The Web services security implementation for WebSphere Application Server - Express validates the trust relationship by following this procedure:
The client identity may be represented by a name string, a distinguished name (DN), or an X.509 certificate. The client identity is attached in the Web services security message in a UsernameToken with just a user name, DN, or in a BinarySecurityToken of a certificate.
The following table summarizes the type of security token that is required for each authentication method.
| Authentication Method | Security Token |
|---|---|
| BasicAuth | BasicAuth requires <wsse:UsernameToken> with <wsse:Username> and <wsse:Password>. |
| Signature | Signature requires <ds:Signature> and <wsse:BinarySecurityToken>. |
| IDAssertion | IDAssertion requires <wsse:UsernameToken> with <wsse:Username> or <wsse:BinarySecurityToken> with a X.509 certificate for client identity depending on <idType>. Also, it requires the following other security tokens according to the <trustMode>:
|
| LTPA | LTPA requires <wsse:BinarySecurityToken> with an LTPA token. |
Multiple authentication methods can be supported by a Web service simultaneously. The receiver-side Web services deployment descriptor can specify all the authentication methods that are supported in the ibm-webservices-ext.xmi XML file. The receiver-side Web services, as shown in the following example, is configured to accept all the authentication methods described previously:
<loginConfig xmi:id="LoginConfig_1052760331326"> <authMethods xmi:id="AuthMethod_1052760331326" text="BasicAuth"/> <authMethods xmi:id="AuthMethod_1052760331327" text="IDAssertion"/> <authMethods xmi:id="AuthMethod_1052760331336" text="Signature"/> <authMethods xmi:id="AuthMethod_1052760331337" text="LTPA"/> </loginConfig> <idAssertion xmi:id="IDAssertion_1052760331336" idType="Username" trustMode="Signature"/>
You can define only one authentication method in the sender-side Web services deployment descriptor. A Web service client can use any one of the authentication methods that are supported by the particular Web services application. The following example illustrates an identity assertion authentication method configuration in the Web service client deployment descriptor extension, ibm-webservicesclient-ext.xmi:
<loginConfig xmi:id="LoginConfig_1051555852697"> <authMethods xmi:id="AuthMethod_1051555852698" text="IDAssertion"/> </loginConfig> <idAssertion xmi:id="IDAssertion_1051555852697" idType="Username" trustMode="Signature"/>
As shown in the previous example, the client identity type is Username and the trust mode is digital signature (Signature).
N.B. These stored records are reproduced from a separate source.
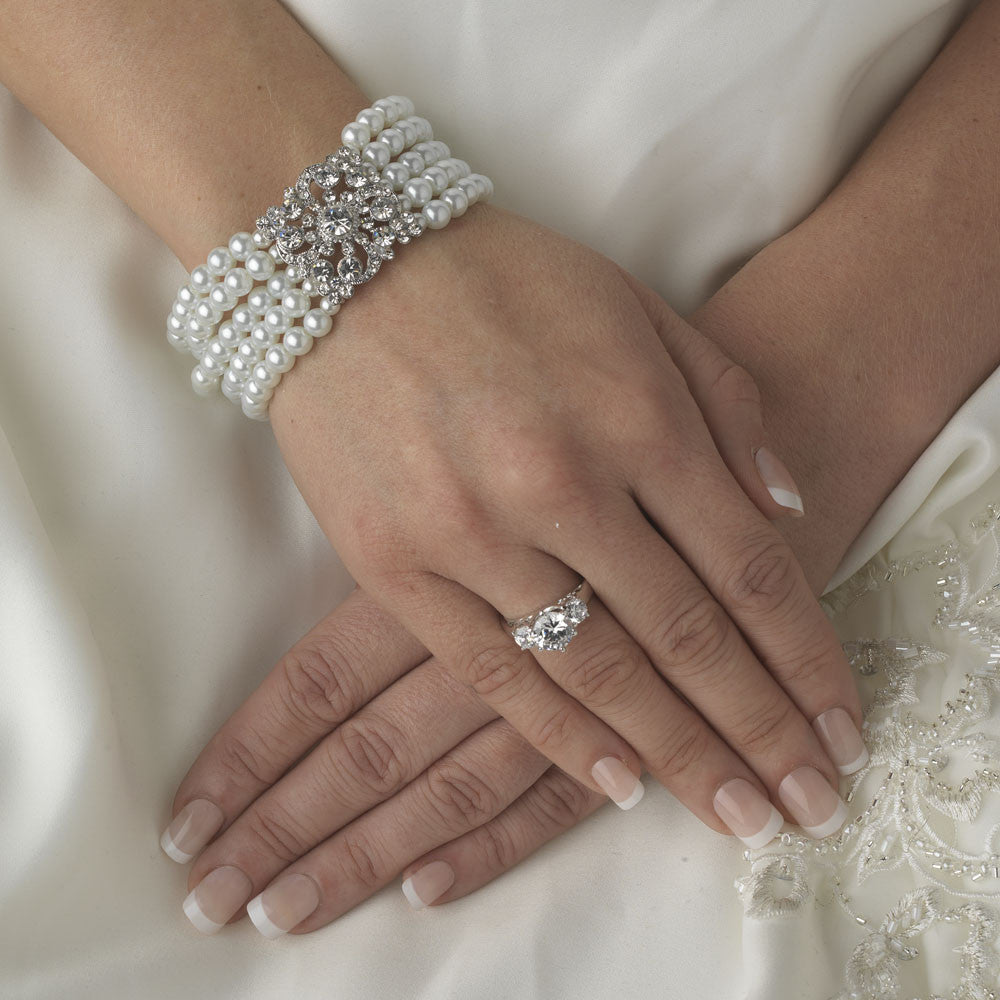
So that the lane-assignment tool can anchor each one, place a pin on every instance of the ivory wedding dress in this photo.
(155, 558)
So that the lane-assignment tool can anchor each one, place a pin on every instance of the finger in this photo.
(366, 760)
(448, 800)
(695, 645)
(466, 635)
(337, 667)
(730, 402)
(552, 805)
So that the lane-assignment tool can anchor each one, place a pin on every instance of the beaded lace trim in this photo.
(903, 813)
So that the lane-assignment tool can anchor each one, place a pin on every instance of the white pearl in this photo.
(424, 131)
(262, 338)
(208, 312)
(389, 108)
(241, 366)
(413, 162)
(373, 118)
(278, 359)
(264, 377)
(279, 283)
(470, 187)
(393, 138)
(220, 260)
(232, 388)
(240, 245)
(419, 190)
(238, 280)
(243, 318)
(405, 104)
(437, 213)
(295, 302)
(438, 177)
(230, 336)
(204, 381)
(255, 411)
(255, 392)
(396, 174)
(250, 352)
(213, 365)
(202, 280)
(355, 135)
(223, 297)
(378, 153)
(297, 342)
(317, 323)
(260, 300)
(277, 320)
(456, 200)
(409, 131)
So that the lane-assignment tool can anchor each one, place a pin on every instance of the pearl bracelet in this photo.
(315, 236)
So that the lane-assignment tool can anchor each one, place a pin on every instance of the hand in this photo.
(496, 417)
Figure 1: Security token generation and validation
The sender security handler invokes the handle() method of an implementation of the javax.security.auth.callback.CallbackHandler interface. The javax.security.auth.callback.CallbackHandler interface creates the security token and passes it back to the sender security handler. The sender security handler constructs the security token based on the authentication information in the callback array and inserts the security token into the Web services security message header.
The receiver security handler compares the token type in the message header with the expected token types configured in the deployment descriptor. If none of the expected token type are found in the Web services security header of the SOAP message, the request is rejected with an SOAP fault exception. Otherwise, the token type is used to map to a Java Authentication and Authorization Service (JAAS) login configuration for validating the token. If the authentication is successful, then a JAAS Subject is created and associated with the thread of execution. Otherwise, the request is rejected with an SOAP fault exception.